Maybe you’ve heard about tree sits. A few years ago, Julia “Butterfly” Hill visited Reno. She described living for two years in an ancient redwood tree to keep it from being hacked down by a lumber company.
Hill’s working in South America now, said Moth, an environmental activist traveling through Reno last week on his way to the Faith and Action Day at the Nevada Test Site. I met Moth, who’s 28, on Saturday at the Reno Peace Summit. He was dressed in layers, long hair held back by a cap and gray nylon pants tucked into his hiking boots—perfect for desert camping.
His first stop in Northern Nevada was Carson City, where he researched Nevada environmental issues at the state library. He’s interested in sage grouse populations, xeriscaping, the Pyramid Lake cui-ui and Gary Webb, the investigative reporter who, in December, reportedly committed suicide in Sacramento. Moth thinks the suicide suspicious.
“I mean, two shots to the head?”
Though the Great Basin’s climate is a far cry from Pacific shorelines, Moth likes it.
“The sagebrush provides a nice shelter from the wind,” he said. Spring at the Test Site sounds sublime. “I understand it’s beautiful, with small flowers that you can’t see driving by at 90 miles per hour.”

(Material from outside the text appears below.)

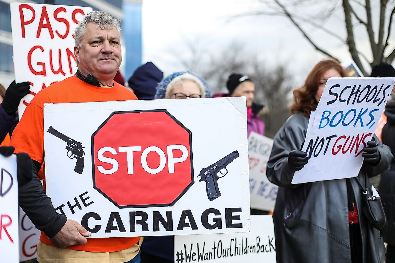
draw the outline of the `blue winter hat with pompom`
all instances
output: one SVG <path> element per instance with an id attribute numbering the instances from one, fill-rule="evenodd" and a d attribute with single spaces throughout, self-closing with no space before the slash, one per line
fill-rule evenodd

Moth travels by bus and thumb. He stopped driving after Sept. 11, 2001. His mantra is “reduce petroleum consumption.”
“I gave away my car,” he said. “And I avoid plastic when I can.”

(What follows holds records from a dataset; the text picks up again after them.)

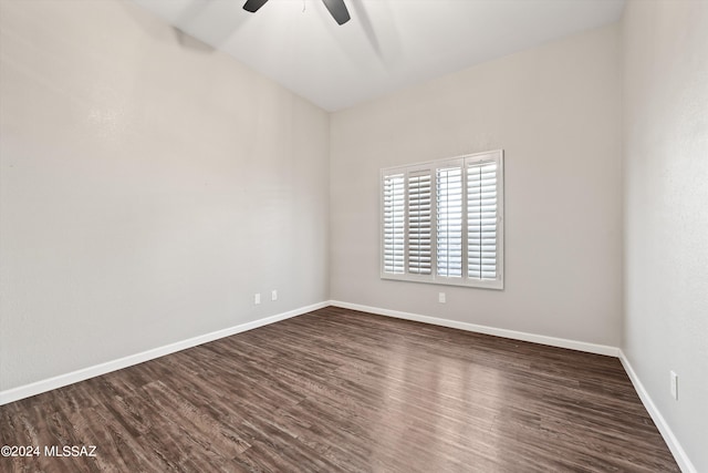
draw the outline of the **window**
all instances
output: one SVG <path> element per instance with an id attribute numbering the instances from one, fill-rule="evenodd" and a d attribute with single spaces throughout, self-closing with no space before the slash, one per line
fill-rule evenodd
<path id="1" fill-rule="evenodd" d="M 382 169 L 381 277 L 503 288 L 503 152 Z"/>

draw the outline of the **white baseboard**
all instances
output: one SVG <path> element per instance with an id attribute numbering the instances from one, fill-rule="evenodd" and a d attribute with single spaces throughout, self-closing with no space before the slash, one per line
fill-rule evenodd
<path id="1" fill-rule="evenodd" d="M 205 333 L 198 337 L 189 338 L 187 340 L 169 343 L 164 347 L 153 348 L 150 350 L 143 351 L 140 353 L 131 354 L 117 360 L 107 361 L 105 363 L 95 364 L 93 367 L 83 368 L 81 370 L 72 371 L 70 373 L 60 374 L 45 380 L 37 381 L 30 384 L 20 385 L 18 388 L 0 391 L 0 405 L 8 404 L 10 402 L 19 401 L 20 399 L 29 398 L 31 395 L 41 394 L 42 392 L 51 391 L 52 389 L 62 388 L 69 384 L 73 384 L 79 381 L 86 380 L 88 378 L 106 374 L 112 371 L 121 370 L 123 368 L 132 367 L 144 361 L 149 361 L 155 358 L 164 357 L 165 354 L 174 353 L 177 351 L 192 348 L 198 345 L 207 343 L 209 341 L 218 340 L 223 337 L 229 337 L 236 333 L 244 332 L 248 330 L 263 327 L 269 323 L 285 320 L 291 317 L 300 316 L 313 310 L 322 309 L 326 307 L 329 302 L 314 304 L 312 306 L 301 307 L 288 312 L 278 313 L 275 316 L 266 317 L 263 319 L 253 320 L 252 322 L 241 323 L 228 329 L 217 330 L 210 333 Z"/>
<path id="2" fill-rule="evenodd" d="M 678 439 L 676 439 L 676 435 L 674 435 L 674 431 L 671 431 L 671 429 L 668 426 L 666 419 L 664 419 L 664 415 L 662 415 L 662 413 L 657 409 L 656 404 L 649 397 L 649 393 L 644 388 L 644 384 L 642 384 L 639 377 L 637 377 L 634 368 L 632 368 L 632 363 L 629 363 L 629 360 L 622 350 L 620 350 L 620 361 L 622 362 L 624 370 L 627 372 L 632 384 L 634 384 L 634 389 L 637 391 L 637 394 L 639 395 L 644 408 L 652 417 L 652 420 L 656 424 L 656 428 L 659 430 L 659 433 L 664 438 L 664 441 L 668 445 L 668 449 L 671 451 L 676 463 L 678 463 L 678 466 L 681 469 L 681 472 L 698 473 L 698 470 L 696 470 L 690 459 L 686 454 L 686 451 L 680 445 L 680 443 L 678 443 Z"/>
<path id="3" fill-rule="evenodd" d="M 513 340 L 531 341 L 533 343 L 548 345 L 551 347 L 569 348 L 571 350 L 586 351 L 589 353 L 606 354 L 618 357 L 620 349 L 606 345 L 589 343 L 585 341 L 568 340 L 564 338 L 546 337 L 543 335 L 528 333 L 517 330 L 499 329 L 477 323 L 459 322 L 457 320 L 440 319 L 437 317 L 421 316 L 419 313 L 402 312 L 398 310 L 382 309 L 378 307 L 361 306 L 358 304 L 342 302 L 331 300 L 330 305 L 344 309 L 361 310 L 363 312 L 376 313 L 379 316 L 395 317 L 397 319 L 414 320 L 416 322 L 431 323 L 435 326 L 449 327 L 454 329 L 467 330 L 477 333 L 493 335 L 496 337 L 510 338 Z"/>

Moth’s most recent arrest was at a biotechnology conference in San Francisco.
“What was cool was that the day of our protest, Critical Mass got in front of the buses that were taking delegates to the Moscone Center,” Moth said. His eyes lit up. “That slowed them down, and we did a bus blockade. We stopped them for 15 minutes and handed out literature and information.”

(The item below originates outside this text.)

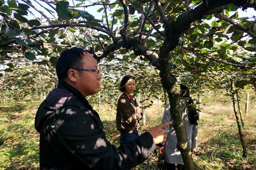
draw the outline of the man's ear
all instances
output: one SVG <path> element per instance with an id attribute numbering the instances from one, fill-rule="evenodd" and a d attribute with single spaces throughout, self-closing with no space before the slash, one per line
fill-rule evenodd
<path id="1" fill-rule="evenodd" d="M 73 82 L 77 80 L 78 73 L 73 69 L 70 69 L 67 71 L 67 78 Z"/>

Easy to see why these dangerous activists were tossed in the slammer.
Though he was arrested, others gave organic-gardening demonstrations and ended the day by planting a community garden in a low-income neighborhood.
And these ne’er-do-wells call themselves Americans?
Moth evades labels. Though he’s a vegan, his take on hunting and fishing might offend many of his fellow activists. He believes that populations of some species like antelope and sage grouse could be nurtured and managed through sustainable hunting and fishing.
“If it’s done with respect. No over-harvesting or market-harvesting. But this is stuff that’s there already. And people need to eat.”
The Northern California coast is overpopulated with environmental activists, in Moth’s view. He’d like to see more Earth First!-style activism in Sacramento and Northern Nevada. Since I might enjoy getting thrown in jail for handing out fliers, I agreed that Earth First!—a group known for civil disobedience and “monkey-wrenching"—is just the ticket for Reno.
In past years, hundreds of activists have been arrested for civil disobedience at the Nevada Test Site. No violence. No acts of destruction. Just “trespassing"—crossing the Test Site boundary to make a political point.
Last year, sub-critical underground nuclear testing resumed at the Nevada Test Site. On Good Friday, Moth will join dozens of protesters, some who’ve spent “Holy Week” on a five-day hike from Las Vegas, about 65 miles. The Easter weekend event is organized by Nevada Desert Experience and several faith-based groups.
Moth expects to be arrested. He knows the drill.
"They put you in an outdoor pen, then pretty much let you go."